Пароходы и баржи на реке кажутся очень маленькими, а люди, как мухи. Они ворочают нагруженные мешки, тюки и громоздкие ящики. С перил моста видно, как припадают к палубе, напрягаются в судорогах темно-синие тела, но не слышно ни звука. Лишь гремит, хлопает тяжелыми цепями о железную перекладину ветер.
Внизу, из-под моста, выходит из канала на реку небольшой игрушечный пароходик и, выбрасывая густые, черные клубы дыма, тяжело покряхтывая машиной, тащит на буксире караван крытых барж, облепленных китайцами. Вверху, на изогнутом клюве подъемного крана пароходика, свесившись вниз головою, вцепившись тонкими, крючковатыми ногами в железные цепи, попыхивая длинной трубкой, кули забивает заклепку. Бледно-зеленое, худое лицо его вздуто синими жилами, а налитые кровью глаза угрюмо сверкают белками. Ветер слегка покачивает шаткие цепи подъемного крана, будто задался целью сбросить цепкое тело вниз, в мутно-желтые воды Ван-Пу.

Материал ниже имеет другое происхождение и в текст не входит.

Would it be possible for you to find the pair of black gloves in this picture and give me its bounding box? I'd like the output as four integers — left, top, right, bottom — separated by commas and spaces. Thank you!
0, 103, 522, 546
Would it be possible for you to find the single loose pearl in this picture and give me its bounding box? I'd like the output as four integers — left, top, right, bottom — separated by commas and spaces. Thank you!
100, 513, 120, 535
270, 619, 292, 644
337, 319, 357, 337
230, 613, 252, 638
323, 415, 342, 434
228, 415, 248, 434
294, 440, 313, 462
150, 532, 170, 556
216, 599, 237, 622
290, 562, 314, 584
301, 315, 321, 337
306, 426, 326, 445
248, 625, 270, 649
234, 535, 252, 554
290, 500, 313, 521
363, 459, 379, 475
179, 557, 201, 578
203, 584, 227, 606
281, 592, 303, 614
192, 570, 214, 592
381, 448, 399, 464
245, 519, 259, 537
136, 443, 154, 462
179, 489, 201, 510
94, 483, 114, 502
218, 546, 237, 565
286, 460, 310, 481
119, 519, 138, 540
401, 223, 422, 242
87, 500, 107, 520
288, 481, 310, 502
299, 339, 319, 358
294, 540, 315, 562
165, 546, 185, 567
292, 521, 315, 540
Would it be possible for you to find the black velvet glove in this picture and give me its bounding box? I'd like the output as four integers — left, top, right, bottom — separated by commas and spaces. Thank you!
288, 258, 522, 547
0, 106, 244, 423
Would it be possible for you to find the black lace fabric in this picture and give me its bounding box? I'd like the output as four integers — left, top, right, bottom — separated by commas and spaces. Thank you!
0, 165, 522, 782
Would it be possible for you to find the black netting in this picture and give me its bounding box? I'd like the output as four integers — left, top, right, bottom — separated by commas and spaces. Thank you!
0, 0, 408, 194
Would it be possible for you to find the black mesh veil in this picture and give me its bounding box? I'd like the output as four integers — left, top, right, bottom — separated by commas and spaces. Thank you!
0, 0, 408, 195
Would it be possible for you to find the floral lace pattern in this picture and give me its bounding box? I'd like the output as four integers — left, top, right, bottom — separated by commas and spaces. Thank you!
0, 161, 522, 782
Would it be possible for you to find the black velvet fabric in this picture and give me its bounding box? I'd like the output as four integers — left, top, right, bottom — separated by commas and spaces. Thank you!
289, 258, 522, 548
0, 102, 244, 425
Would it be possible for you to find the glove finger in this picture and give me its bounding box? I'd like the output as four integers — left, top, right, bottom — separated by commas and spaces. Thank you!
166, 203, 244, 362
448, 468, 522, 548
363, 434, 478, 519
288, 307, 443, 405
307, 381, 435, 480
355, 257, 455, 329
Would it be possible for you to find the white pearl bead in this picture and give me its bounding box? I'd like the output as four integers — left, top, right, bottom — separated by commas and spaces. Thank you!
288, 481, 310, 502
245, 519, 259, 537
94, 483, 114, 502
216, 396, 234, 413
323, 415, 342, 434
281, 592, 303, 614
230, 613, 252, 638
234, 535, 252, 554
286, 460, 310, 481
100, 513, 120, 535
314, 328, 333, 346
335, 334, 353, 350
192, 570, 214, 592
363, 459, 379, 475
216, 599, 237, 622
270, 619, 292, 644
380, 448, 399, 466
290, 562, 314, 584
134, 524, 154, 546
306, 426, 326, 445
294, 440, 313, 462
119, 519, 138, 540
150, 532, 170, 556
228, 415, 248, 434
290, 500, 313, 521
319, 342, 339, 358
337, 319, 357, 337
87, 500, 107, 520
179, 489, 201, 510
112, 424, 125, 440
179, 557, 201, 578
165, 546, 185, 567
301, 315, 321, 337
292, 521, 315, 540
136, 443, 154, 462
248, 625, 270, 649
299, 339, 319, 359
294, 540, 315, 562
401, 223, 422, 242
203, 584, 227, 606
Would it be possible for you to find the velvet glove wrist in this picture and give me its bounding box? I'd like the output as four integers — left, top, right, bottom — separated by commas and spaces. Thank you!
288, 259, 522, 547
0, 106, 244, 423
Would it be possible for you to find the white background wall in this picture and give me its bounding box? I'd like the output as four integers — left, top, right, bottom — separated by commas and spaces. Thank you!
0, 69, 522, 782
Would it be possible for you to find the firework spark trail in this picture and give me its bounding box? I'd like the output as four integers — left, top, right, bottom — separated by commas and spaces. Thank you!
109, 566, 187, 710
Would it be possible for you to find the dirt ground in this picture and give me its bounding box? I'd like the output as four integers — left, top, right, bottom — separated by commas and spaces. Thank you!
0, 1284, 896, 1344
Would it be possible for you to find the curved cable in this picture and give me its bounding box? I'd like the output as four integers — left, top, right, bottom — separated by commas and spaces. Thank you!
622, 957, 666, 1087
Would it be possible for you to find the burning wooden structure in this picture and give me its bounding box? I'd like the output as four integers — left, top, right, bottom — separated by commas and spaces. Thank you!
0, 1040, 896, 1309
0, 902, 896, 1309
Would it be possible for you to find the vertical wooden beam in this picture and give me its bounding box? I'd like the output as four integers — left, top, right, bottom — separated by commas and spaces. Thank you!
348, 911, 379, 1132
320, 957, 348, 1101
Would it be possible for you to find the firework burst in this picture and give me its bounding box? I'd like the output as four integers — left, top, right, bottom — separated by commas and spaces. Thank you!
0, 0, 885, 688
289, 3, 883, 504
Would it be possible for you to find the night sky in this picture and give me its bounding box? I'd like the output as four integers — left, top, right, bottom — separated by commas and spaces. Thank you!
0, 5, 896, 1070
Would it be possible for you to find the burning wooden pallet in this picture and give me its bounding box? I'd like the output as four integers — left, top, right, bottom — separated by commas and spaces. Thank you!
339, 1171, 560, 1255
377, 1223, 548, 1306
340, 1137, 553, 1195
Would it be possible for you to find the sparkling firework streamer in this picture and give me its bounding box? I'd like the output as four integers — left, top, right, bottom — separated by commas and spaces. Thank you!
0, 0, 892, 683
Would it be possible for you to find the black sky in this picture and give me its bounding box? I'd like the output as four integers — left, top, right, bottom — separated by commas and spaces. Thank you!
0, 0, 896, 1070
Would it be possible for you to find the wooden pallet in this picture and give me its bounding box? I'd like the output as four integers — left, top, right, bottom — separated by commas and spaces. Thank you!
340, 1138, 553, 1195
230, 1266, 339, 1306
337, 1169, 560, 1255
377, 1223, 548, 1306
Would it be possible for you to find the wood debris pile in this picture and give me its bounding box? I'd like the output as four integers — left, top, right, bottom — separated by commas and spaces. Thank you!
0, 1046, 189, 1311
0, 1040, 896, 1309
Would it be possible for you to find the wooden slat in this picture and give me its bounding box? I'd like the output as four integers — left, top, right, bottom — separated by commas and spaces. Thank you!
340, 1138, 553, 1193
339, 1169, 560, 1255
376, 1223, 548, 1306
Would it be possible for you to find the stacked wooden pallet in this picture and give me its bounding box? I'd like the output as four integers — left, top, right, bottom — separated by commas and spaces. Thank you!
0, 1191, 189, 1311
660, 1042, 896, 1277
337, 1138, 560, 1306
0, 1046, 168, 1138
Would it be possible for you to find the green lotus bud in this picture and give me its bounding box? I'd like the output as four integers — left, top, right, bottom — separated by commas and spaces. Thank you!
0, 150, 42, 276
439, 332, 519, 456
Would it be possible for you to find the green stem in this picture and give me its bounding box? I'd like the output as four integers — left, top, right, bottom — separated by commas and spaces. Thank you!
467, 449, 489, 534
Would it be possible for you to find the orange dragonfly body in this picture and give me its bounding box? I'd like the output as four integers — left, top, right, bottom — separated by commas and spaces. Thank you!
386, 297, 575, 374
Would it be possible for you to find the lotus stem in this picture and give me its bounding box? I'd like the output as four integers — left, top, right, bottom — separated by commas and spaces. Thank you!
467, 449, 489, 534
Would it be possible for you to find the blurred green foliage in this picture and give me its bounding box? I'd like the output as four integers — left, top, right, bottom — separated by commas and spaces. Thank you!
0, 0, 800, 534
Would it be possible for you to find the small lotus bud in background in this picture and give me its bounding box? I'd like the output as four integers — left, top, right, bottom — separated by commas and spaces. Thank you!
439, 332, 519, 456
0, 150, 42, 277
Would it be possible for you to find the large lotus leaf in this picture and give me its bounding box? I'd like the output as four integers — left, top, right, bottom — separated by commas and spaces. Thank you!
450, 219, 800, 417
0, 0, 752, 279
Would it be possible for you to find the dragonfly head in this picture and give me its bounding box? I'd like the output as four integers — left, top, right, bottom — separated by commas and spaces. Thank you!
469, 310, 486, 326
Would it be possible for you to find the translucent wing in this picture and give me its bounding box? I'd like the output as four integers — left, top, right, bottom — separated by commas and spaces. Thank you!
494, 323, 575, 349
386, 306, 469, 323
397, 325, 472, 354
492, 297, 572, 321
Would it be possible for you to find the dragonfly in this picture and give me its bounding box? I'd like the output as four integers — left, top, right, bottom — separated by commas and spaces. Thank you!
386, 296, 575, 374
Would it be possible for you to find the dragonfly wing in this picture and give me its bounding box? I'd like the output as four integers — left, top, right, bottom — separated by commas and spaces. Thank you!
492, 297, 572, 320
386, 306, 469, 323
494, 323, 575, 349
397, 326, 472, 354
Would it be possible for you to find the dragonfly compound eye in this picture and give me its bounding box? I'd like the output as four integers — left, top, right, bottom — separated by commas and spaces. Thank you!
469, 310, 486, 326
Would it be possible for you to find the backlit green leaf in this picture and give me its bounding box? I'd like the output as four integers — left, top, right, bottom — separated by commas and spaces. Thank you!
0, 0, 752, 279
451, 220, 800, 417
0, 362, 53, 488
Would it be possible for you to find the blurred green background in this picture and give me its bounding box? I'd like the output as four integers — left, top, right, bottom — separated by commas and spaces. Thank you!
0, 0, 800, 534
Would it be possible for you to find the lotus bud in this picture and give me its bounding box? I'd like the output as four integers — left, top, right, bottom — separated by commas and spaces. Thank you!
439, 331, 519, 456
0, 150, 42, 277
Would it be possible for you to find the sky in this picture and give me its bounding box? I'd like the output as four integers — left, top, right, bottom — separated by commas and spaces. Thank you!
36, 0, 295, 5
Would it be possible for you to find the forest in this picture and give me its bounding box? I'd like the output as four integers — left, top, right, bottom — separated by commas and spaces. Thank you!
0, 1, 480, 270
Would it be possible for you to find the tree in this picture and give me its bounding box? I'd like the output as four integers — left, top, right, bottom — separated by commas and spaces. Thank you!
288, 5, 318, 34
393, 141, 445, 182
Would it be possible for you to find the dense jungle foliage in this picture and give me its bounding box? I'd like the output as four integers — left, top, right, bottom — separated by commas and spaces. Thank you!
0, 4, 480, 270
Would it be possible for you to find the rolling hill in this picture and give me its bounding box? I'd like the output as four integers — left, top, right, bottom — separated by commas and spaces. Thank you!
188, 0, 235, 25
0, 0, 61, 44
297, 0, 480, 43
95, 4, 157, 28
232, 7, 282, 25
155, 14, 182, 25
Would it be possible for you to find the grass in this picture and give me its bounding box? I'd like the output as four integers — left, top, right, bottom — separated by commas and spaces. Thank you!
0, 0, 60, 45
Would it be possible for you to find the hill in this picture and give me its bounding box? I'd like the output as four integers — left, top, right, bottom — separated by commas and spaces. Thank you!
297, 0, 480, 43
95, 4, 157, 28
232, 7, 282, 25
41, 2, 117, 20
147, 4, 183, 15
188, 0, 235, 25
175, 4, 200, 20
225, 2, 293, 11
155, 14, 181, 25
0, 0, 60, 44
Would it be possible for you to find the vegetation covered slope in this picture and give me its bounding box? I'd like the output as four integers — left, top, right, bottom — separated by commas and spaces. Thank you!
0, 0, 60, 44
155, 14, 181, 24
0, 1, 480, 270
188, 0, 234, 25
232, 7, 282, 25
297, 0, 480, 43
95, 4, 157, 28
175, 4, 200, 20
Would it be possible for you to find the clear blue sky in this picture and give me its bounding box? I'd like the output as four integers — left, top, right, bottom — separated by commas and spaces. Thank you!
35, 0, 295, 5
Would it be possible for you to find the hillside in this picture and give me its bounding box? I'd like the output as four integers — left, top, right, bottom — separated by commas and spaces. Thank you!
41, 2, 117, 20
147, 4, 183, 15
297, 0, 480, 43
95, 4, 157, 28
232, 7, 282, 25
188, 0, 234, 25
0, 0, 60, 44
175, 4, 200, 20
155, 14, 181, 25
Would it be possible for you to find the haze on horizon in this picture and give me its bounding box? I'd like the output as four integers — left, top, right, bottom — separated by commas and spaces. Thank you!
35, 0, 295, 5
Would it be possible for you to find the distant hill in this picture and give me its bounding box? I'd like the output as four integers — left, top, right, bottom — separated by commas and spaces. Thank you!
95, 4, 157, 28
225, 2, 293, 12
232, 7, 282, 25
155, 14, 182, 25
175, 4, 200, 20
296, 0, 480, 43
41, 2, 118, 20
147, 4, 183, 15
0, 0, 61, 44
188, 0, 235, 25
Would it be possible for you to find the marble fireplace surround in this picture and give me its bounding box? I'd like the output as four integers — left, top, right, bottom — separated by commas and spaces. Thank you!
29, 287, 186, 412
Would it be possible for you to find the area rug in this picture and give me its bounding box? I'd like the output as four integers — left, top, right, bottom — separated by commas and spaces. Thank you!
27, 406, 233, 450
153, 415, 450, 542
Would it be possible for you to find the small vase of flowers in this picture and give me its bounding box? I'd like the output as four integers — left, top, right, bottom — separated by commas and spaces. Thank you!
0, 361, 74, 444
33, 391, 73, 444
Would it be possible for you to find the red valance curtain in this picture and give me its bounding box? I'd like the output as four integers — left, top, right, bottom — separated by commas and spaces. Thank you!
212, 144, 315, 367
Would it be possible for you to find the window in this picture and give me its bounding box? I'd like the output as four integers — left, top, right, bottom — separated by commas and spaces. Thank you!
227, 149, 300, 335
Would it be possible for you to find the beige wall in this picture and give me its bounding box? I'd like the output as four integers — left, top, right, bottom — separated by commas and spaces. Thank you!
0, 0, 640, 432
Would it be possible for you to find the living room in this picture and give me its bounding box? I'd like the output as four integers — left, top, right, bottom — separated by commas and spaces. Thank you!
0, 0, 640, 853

Но кули, посасывая трубку, одной рукой держит над заклепкой острую стальную зубилу, а другой — беспрестанно бьет молотом, все глубже проникает сталью в железное тело, инстинктивно сохраняя равновесие, словно не тянет его к себе, вскруживая ему голову, илистое речное дно «царицы Шанхая»…
Французский парк
Чуть только рассеялась мгла и алые лучи восхода осыпали пурпуром зеленые деревья Французского парка, — тропические цветы в клумбах выпрямились, ожили и заулыбались друг дружке многозначительными, таинственными улыбочками…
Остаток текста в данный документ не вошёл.